Alexander Guiliano, directeur des investissements chez Resonate Wealth Partners, estime que « la correction a comprimé les valorisations à des niveaux attractifs, créant des opportunités d'entrée pour les investisseurs disposant de liquidités ». Mark Newton, stratège technique chez Fundstrat, recommande toutefois d'attendre une consolidation supplémentaire entre le 5 et le 9 avril avant de renforcer ses positions.

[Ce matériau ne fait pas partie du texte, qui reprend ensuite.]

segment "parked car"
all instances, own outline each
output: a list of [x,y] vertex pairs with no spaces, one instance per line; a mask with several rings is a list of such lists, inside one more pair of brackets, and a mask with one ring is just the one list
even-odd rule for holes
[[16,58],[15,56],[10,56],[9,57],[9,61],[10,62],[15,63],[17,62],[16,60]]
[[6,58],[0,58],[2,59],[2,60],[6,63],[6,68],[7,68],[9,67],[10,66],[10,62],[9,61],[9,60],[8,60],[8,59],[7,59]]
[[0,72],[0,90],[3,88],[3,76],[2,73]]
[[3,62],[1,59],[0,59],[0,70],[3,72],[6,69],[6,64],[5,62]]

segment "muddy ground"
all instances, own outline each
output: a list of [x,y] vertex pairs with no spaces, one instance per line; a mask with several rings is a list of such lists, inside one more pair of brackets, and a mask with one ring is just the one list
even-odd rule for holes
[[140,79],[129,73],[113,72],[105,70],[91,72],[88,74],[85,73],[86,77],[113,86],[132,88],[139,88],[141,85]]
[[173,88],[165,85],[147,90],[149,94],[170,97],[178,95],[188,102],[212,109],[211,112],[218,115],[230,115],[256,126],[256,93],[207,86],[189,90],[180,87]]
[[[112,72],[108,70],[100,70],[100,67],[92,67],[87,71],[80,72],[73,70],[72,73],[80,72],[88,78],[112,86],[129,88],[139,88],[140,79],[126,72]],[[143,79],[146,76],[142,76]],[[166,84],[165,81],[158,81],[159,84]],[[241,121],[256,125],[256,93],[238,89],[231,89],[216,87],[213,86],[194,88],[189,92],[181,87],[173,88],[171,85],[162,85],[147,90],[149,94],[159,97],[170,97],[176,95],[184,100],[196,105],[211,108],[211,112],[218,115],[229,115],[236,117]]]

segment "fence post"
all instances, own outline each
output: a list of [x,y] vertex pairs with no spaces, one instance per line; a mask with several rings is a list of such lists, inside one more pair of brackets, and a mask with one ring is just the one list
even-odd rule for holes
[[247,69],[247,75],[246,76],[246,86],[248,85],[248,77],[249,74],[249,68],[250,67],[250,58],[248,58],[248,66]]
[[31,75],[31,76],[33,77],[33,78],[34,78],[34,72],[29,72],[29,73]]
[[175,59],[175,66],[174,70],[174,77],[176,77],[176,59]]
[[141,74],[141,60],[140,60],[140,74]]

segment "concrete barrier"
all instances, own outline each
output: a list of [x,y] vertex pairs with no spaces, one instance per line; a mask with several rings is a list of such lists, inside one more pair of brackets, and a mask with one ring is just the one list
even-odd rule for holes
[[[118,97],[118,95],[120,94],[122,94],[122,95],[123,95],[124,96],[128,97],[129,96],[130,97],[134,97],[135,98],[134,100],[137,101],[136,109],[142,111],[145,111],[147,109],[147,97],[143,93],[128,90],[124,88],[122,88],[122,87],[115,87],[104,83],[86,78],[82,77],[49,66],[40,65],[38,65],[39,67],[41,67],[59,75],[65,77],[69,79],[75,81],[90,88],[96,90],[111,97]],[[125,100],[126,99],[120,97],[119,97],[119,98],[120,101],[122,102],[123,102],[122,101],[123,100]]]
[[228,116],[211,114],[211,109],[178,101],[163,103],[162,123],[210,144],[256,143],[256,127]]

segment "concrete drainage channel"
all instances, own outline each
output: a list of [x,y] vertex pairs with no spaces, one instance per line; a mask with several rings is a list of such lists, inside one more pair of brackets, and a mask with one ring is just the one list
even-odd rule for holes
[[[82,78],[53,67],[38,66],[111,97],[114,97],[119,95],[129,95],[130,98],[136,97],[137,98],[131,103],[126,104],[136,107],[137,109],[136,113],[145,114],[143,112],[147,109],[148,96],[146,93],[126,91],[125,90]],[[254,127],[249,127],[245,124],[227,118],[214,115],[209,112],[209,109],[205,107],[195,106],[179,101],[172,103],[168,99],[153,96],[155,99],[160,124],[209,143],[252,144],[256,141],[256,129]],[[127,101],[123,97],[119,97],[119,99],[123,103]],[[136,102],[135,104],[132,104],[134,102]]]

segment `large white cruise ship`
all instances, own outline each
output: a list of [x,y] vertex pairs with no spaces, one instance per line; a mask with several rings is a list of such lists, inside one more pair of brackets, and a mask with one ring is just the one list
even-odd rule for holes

Pour les épargnants français, cette séquence rappelle que les marchés actions restent dominés par les facteurs géopolitiques et énergétiques. Le prix de l'essence aux États Unis a dépassé 4,06 dollars le gallon, et l'inflation en zone euro a bondi à 2,5 % en mars contre 1,9 % en février. La probabilité d'une hausse de taux de la BCE en juin est désormais évaluée à 76 % par les marchés.
Le premier trimestre 2026 s'est soldé par un recul de 4,6 % du S&P 500. L'histoire offre cependant une perspective nuancée : sur les six cas similaires depuis l'an 2000, quatre se sont conclus par un rebond significatif au cours des neuf mois suivants. Seules les années 2008 et 2022 ont vu les pertes s'aggraver. Tout dépendra, en définitive, de la trajectoire du pétrole et de la capacité des négociateurs à transformer les espoirs de paix en réalité.